Un texte du Deutéronome me permet d’aborder, dans ma prédication de ce jour, le thème délicat des liens entre la spiritualité et le développement de la vie humaine à la fois sur les plans spirituel et matériel. L’Evangile, nous le savons, entretient quelques rapports avec la richesse et la pauvreté, mais ils sont difficiles à cerner et portent facilement à polémique.

Voir la liste de mes prédications ordonnées par références bibliques.

Un exemple concret pour illustrer la problématique : Les chiffonniers du Caire.

Le succès économique et écologique des chiffonniers du Caire – récupérateurs chrétiens isolés du reste de la ville dans des « espaces-poubelle » en raison de la présence des ordures et de leurs cochons et chèvres nourris de détritus – est un exemple de prospérité paradoxale. Génies du tri des déchets, peut-on attribuer à ces familles entières une quelconque prospérité, dans la mesure où parents et enfants passent leur existence dans l’intime proximité et l’odeur des déchets ?

Je reproduis ci-dessous en italique le texte entier de présentation du reportage sur ARTE ayant pour titre « Egypte : les chiffonniers du Caire ». Emission du 11/02/2021, sur le site arte.tv. Réalisation : Mathilde Delvigne et Raynald Lellouche. Auteur.e : Mathilde Delvigne.

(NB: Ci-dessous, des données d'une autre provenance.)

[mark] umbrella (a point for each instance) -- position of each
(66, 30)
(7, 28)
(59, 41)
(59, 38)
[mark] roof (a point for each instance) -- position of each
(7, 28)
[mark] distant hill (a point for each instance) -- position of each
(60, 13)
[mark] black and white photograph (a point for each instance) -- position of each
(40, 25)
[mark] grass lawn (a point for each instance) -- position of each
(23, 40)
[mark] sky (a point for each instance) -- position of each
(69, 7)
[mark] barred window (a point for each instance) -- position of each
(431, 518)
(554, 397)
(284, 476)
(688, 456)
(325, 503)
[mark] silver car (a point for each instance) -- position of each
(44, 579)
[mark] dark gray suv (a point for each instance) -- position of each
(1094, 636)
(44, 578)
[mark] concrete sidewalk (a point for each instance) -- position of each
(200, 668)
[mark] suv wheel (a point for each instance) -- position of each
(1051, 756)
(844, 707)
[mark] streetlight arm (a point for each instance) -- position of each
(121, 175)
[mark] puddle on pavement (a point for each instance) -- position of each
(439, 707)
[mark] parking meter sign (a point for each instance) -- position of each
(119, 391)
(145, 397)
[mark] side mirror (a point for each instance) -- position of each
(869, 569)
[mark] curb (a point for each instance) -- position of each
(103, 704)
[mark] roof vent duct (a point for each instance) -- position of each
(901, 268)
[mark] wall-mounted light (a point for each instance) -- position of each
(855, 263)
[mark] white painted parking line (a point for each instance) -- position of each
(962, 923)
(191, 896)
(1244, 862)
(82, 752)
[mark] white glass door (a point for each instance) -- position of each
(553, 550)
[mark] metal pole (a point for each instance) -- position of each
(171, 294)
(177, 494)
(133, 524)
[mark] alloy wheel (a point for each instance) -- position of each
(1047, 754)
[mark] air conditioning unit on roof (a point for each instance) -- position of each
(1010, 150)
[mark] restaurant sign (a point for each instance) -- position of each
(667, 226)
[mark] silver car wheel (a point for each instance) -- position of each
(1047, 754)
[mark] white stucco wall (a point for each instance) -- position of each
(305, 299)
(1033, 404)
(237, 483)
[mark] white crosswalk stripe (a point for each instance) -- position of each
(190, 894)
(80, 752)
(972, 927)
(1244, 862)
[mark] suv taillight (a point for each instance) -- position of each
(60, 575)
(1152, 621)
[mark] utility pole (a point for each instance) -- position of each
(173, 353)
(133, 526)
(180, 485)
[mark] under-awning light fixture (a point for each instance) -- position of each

Estimés à 70 000 dans le quartier de Manshiet Nasser, le plus grand quartier des chiffonniers de la capitale, les “zabbalines” ne débarrassent pas seulement la mégalopole du Caire de près de la moitié de ses déchets, ils ont aussi mis en place, de manière informelle, le système de tri et de recyclage le plus efficace au monde. Sans aucune contrepartie de l’État, les quelque 1000 ateliers du quartier trient, nettoient, transforment jusqu’à 90% des déchets récoltés. Sans technologie et dans des conditions rudimentaires, ils dépassent largement les 36% des pays de l’OCDE. Une réussite qui fait aujourd’hui leur fierté : aucun modèle contemporain ni aucune technologie moderne ne sont aussi efficaces que ces “champions mondiaux” de la récolte et du tri informel des déchets.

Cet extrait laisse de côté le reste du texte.